The title of the National’s forthcoming album Easy to Find, out in May, suggests at least a slight change of heart (or mind), and the lead single “You Had Your Soul With You” reflects a kind of fragile optimism. The song is blippy and unsure from the start, but makes itself fully vulnerable about two minutes in, when Matt Berninger’s anxious confessions cede ground to a chord progression that winds dizzyingly upward, and then piano, and then a new voice—session musician and vocalist Gail Ann Dorsey, a longtime collaborator of none other than David Bowie. “I have owed it to my heart, every word I’ve said / You have no idea how hard I died when you left,” she sings. It’s not happy per se, but it feels as though it’s trying to be.
When Playboi Carti Shows Up on Solange’s “Almeda”
Solange’s When I Get Home doesn’t commit to any one facet or mode of the black experience. It’s free recombination—every part is equally valid and important. And sometimes that means that a meditation on the limits and successes of black American economic empowerment goes on top of a high-art version of a Slim K slowdown. On “Almeda,” she lists things that are still black-owned: braids, waves, skin.
And then, out of nowhere, Playboi Carti shows up and, in his infectious and absurd baby voice, meeps and mutters about the size and clarity of his diamonds. His appearance ends in his arrest: “They takin’ me in what I done? (WHAT) / They takin’ me in what I done?”
DaBaby Jumping the Gun on “Taking It Out”
If you were to ask me to explain, in 15 seconds, why you should listen to DaBaby, I would show you this video of a recent club appearance of his. He bounces off the stage and around the dance floor like a battery-powered G.I. Joe, and mid-verse, he knocks out a civilian who wandered in too close.
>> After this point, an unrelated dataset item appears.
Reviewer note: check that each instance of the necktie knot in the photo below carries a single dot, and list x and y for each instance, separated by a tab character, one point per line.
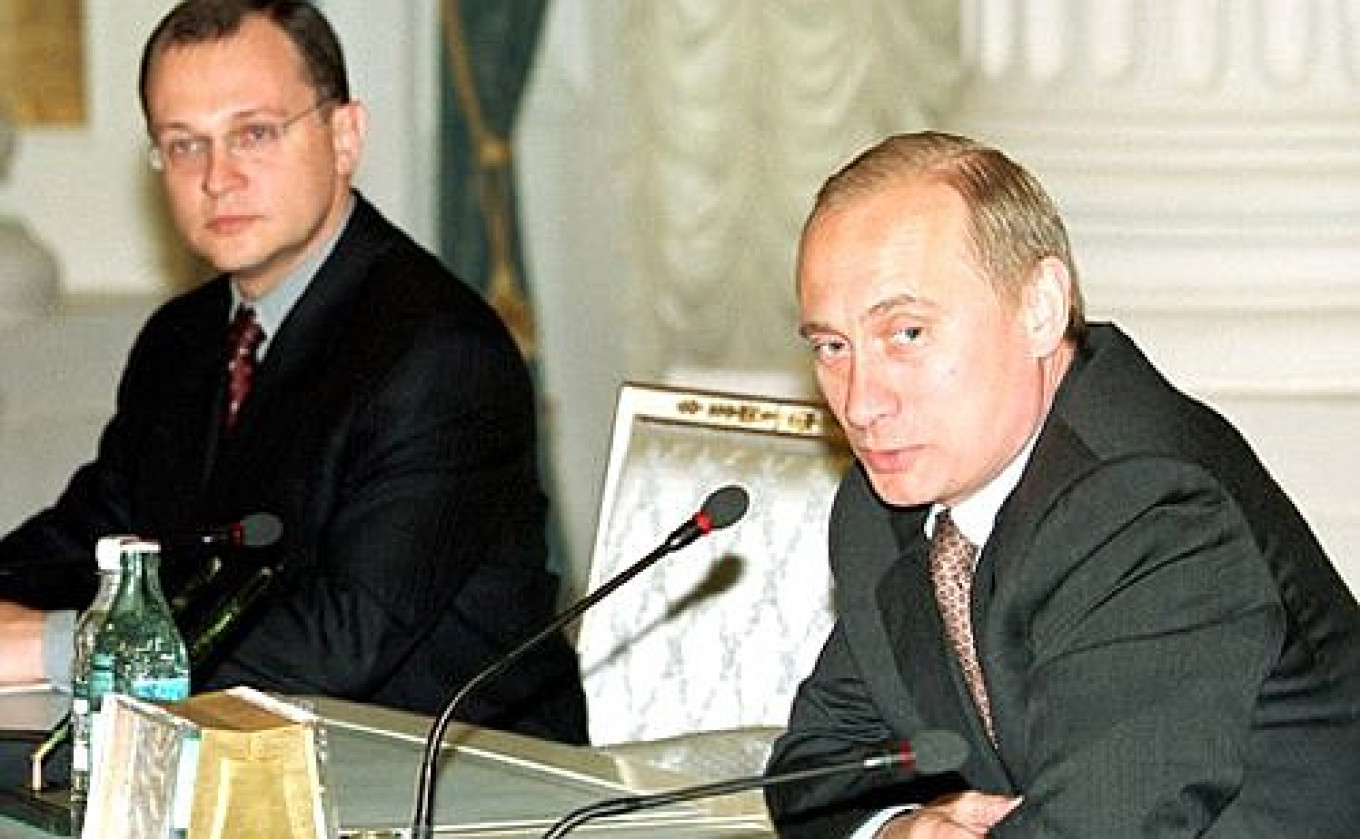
951	563
244	339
Watching it the first time, I was that weird guy from the wing spot in Atlanta who seemed to prefer rap as bloodsport—IT’S THAT ’90S SHIT, B.
I could also just play you the opener on either of his two projects. On “Next Song,” DaBaby explodes off the line, rapping about getting head and doing the boogie on the cops; in the video, this happens at the same time. On “Taking It Out,” the first song on his debut album proper Baby on Baby, he leaps offside. It’s a single stream of consciousness that begins with the North Carolina rapper worrying about whether or not he can talk his best shit with his grill in, and ends with him deciding it doesn’t matter. “Real nigga,” he claims, “rock star.” We might have to give him both.